Variability and Spread: SD, Variance, IQR, Range
  • Variance (\sigma^2 or s^2) and Standard Deviation (\sigma or s): Quantify dispersion around the mean. SD is the typical distance from the mean. (Sample SD uses n-1 denominator).

  • Interquartile Range (IQR): Spread of the middle 50% (Q3 - Q1).

  • Range: Maximum - Minimum.

Percentiles, Quantiles, and Extremes
  • Percentiles/Quantiles: Divide data into fixed points (e.g., Q1, Median (Q2), Q3).

  • Five-number summary: min, Q1, median, Q3, max.

Z-scores and Standardization
  • Z-score ( z = \frac{x - \bar{x}}{s} ): Indicates how many standard deviations an observation is from the mean.

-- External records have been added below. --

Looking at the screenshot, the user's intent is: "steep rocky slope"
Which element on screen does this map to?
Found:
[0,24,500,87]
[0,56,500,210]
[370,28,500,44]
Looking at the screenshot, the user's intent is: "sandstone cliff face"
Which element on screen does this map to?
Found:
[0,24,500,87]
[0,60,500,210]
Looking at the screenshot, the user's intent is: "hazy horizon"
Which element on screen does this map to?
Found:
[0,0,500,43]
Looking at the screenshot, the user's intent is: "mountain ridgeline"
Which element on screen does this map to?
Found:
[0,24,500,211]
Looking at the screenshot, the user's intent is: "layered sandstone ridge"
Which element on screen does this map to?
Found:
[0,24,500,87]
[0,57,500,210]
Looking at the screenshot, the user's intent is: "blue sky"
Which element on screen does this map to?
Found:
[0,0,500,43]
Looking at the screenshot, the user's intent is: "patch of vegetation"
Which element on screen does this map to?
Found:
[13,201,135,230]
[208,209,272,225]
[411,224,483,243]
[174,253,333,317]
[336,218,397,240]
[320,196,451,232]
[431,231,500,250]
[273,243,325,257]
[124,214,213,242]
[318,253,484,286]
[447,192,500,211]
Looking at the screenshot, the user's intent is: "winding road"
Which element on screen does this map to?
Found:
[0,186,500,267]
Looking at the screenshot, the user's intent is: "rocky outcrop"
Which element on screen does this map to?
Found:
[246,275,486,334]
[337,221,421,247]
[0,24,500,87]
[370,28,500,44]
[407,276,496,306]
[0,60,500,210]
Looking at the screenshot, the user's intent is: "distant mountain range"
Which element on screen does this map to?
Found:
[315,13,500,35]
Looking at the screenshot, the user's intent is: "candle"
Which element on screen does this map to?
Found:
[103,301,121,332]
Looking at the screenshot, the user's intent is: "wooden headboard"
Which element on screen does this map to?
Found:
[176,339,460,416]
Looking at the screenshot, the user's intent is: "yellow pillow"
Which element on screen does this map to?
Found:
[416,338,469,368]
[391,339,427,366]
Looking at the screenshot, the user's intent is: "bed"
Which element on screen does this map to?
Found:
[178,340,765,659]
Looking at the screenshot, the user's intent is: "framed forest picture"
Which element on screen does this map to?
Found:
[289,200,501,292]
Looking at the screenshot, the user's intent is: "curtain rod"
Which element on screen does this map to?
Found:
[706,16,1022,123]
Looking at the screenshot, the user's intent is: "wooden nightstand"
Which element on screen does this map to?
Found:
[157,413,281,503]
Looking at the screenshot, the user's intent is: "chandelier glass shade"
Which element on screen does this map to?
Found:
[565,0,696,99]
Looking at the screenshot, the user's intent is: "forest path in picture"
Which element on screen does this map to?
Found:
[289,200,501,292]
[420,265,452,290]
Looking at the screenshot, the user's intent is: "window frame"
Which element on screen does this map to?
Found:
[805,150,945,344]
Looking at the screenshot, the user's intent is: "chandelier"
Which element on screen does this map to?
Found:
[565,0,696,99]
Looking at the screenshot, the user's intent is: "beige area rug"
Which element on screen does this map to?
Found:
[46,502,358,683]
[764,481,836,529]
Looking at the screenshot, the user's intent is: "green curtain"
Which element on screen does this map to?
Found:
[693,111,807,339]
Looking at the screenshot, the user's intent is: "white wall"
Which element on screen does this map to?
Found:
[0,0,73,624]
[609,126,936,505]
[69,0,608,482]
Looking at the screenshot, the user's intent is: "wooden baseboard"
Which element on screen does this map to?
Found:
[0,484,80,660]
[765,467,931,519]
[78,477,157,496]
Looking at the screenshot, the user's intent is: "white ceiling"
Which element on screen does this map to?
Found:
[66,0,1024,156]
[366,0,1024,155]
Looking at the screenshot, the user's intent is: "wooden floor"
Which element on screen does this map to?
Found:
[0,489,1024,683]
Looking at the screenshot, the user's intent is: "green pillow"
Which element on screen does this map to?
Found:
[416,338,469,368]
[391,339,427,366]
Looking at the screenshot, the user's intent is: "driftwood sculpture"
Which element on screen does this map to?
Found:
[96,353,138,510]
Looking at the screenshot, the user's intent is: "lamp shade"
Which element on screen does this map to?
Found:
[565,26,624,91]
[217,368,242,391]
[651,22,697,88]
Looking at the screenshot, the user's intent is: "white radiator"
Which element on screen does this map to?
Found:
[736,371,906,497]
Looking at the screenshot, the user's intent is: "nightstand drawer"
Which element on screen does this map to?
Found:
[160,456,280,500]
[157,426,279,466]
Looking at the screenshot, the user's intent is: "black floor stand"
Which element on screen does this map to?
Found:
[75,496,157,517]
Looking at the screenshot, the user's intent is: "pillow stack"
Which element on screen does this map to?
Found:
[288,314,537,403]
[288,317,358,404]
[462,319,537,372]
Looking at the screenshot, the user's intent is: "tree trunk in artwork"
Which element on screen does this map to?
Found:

Enables comparison across different units/scales.

Modality and Shape of Distributions
  • Mode: Most common value(s) or peak(s).

  • Modality: Unimodal (one peak), Bimodal (two peaks), Multimodal (three+ peaks), Uniform (no clear mode).

  • Mean can be misleading for multimodal data; visual inspection is crucial.

Symmetry and Skewness
  • Symmetry: Distribution halves are mirror images; mean \approx median.

  • Skewness (tail direction):

    • Left-skewed (negative): Longer left tail; mean < median.

    • Right-skewed (positive): Longer right tail; mean > median.

  • Outliers can pull the mean toward the tail.

Boxplots and the Five-Number Summary
  • Boxplots: Visual representation of the five-number summary.

    • Box spans from Q1 to Q3 (IQR).

    • Line inside box is the median (Q2).

    • Whiskers extend to 1.5 \times IQR; points beyond are outliers.

Outliers: Detection, Implications, and Robustness
  • Outlier: A case noticeably different from others.

  • Detection: Plot data; compare summaries with/without extreme values.

  • Impact: Outliers inflate mean and SD; median and IQR are more robust.

  • Handling: Investigate; don't automatically discard; they can reveal important phenomena.

Practical Implications: When to Prefer Mean vs Median
  • Symmetric, unimodal data: Use Mean \pm SD.

  • Skewed data or with outliers: Use Median \pm IQR.

  • Always report both (mean \pm SD and median \pm IQR) when appropriate, and include a plot.

Key Takeaways (Numerical Summaries)
  • Variability is as important as averages.

  • For skewed or outlier-rich data, median (with IQR) is better than mean (with SD).

  • Always pair summaries: Mean with SD; Median with IQR.

  • Always accompany summary statistics with a plot.

  • Consider reporting statistics with and without outliers if extreme values exist.